# Optimizing Code

This notebook experiments with some simple dataset and demonstrate how to test the code efficiency using python's built-in module `time`.

In [4]:
import time
import os

In [9]:
# change the default directory to the current working directory
os.chdir('/Users/alejandrosanz/Downloads/projects_on_GitHub/data_wrangling/coding_experiments/time_your_code/data/')

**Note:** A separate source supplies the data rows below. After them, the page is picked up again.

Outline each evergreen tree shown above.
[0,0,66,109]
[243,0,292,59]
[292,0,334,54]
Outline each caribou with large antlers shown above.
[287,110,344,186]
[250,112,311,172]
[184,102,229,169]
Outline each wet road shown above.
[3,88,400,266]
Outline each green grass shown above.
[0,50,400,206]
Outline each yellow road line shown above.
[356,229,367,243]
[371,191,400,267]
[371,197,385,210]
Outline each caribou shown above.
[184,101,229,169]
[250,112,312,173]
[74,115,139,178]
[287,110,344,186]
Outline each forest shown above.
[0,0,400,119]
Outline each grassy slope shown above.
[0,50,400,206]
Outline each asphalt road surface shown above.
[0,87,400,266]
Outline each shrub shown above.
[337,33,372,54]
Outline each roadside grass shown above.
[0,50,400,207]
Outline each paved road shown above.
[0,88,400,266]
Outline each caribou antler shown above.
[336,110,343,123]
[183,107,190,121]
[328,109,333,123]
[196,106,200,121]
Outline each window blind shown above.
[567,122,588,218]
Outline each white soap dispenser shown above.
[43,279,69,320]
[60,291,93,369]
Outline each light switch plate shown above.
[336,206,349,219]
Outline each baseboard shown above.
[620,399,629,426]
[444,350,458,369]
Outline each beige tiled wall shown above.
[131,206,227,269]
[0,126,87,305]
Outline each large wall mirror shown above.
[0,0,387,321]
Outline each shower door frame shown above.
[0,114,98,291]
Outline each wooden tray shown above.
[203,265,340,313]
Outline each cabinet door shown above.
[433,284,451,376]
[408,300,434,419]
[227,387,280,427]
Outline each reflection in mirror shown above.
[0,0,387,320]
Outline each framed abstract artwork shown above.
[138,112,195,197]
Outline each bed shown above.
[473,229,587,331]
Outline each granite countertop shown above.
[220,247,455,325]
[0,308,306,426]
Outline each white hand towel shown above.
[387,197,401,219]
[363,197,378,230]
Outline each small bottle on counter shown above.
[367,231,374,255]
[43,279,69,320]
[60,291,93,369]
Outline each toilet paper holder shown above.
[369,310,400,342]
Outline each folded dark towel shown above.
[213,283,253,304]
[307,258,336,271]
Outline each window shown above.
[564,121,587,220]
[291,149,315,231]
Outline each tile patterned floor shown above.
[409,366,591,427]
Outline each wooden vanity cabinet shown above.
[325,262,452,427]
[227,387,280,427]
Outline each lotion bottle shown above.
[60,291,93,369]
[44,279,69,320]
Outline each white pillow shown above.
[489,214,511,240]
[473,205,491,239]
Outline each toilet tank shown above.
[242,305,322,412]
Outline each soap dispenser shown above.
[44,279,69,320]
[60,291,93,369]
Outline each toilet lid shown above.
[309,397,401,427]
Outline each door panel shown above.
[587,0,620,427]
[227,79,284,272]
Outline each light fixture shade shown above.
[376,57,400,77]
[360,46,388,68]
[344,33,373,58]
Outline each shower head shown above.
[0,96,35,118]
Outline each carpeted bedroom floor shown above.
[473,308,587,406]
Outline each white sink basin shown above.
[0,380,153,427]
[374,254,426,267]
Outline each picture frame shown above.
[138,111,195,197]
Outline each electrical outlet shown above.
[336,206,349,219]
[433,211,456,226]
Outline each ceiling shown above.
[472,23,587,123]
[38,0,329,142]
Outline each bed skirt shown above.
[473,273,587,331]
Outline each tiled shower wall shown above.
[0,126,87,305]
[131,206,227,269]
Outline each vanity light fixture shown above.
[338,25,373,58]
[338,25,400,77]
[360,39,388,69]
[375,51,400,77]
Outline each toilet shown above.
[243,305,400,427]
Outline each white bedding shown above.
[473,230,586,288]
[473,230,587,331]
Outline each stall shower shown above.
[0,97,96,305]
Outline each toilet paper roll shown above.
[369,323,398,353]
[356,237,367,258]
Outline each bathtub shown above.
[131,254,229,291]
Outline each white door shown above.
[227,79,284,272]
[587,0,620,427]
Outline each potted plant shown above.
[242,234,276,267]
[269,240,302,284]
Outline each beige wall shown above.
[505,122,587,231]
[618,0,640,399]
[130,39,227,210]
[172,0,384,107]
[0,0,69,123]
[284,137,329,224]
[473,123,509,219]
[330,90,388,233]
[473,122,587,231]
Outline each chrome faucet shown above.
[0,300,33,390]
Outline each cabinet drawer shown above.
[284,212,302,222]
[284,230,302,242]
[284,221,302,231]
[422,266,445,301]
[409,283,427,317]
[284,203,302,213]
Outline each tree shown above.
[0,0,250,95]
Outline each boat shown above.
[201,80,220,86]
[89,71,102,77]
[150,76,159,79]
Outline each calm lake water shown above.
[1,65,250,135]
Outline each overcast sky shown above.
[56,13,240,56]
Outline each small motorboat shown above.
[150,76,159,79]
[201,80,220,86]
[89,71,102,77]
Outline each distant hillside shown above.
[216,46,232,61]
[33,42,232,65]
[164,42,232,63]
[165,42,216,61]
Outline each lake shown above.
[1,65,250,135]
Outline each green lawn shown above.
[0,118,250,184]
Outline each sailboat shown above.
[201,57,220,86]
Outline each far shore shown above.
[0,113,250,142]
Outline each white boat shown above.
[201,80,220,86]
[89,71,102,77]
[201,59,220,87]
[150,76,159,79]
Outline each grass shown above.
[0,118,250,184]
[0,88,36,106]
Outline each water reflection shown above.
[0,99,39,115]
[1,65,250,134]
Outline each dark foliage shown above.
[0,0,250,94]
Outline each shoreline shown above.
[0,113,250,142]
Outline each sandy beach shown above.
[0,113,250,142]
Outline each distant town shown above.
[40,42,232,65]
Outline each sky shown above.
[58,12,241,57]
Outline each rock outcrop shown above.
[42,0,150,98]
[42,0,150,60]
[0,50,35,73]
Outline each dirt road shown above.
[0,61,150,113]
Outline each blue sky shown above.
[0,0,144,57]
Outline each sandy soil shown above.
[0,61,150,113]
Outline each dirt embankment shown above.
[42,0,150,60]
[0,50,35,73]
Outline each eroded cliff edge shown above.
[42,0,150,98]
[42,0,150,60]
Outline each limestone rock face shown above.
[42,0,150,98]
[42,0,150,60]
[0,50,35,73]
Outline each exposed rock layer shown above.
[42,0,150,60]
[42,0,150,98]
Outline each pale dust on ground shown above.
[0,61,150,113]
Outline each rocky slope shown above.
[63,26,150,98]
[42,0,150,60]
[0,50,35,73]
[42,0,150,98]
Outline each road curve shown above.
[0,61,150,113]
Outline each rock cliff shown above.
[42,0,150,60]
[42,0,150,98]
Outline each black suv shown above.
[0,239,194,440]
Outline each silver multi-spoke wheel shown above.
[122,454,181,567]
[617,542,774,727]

## Case 1: Find Common Books

There are two `txt` files. With the following codes to find the common book ids in `books_published_last_two_years.txt` and `all_coding_books.txt` to obtain a list of recent coding books.

In [12]:
with open('books_published_last_two_years.txt') as f:
    recent_books = f.read().split('\n')
    
with open('all_coding_books.txt') as f:
    coding_books = f.read().split('\n')

### Using loops

In [14]:
# record the time to start
start = time.time()

# initiate a list to record the recent coding book
recent_coding_books = []

for book in recent_books:
    if book in coding_books:
        recent_coding_books.append(book)

# record the time end of the loop
end = time.time()

# calculate the time difference
duration = end - start

# print out the results
print("Total recent books: {}.".format(len(recent_coding_books)))
print('Duration: {} seconds'.format(duration))

Total recent books: 96.
Duration: 12.488204002380371 seconds


### Using vectorized method provided by numpy

In [15]:
# record the time to start
start = time.time()

# using numpy's intersect1d method to calculate the common elements in two arrays.
recent_coding_books = np.intersect1d(recent_books, coding_books)

# record the time end of the loop
end = time.time()

# calculate the time difference
duration = end - start

# print out the results
print("Total recent books: {}.".format(len(recent_coding_books)))
print('Duration: {} seconds'.format(duration))

Total recent books: 96.
Duration: 0.042433977127075195 seconds


### Using python's built-in set 

In [17]:
# record the time to start
start = time.time()

# using the property's of SET data structure in built-in python.
recent_coding_books = set(recent_books).intersection(set(coding_books))
# recent_coding_books = set(recent_books) & set(coding_books)

# record the time end of the loop
end = time.time()

# calculate the time difference
duration = end - start

# print out the results
print("Total recent books: {}.".format(len(recent_coding_books)))
print('Duration: {} seconds'.format(duration))

Total recent books: 96.
Duration: 0.009217977523803711 seconds


**Conclusion**: From above, We can see for this scenario, the execution time for the SET method is the shortest.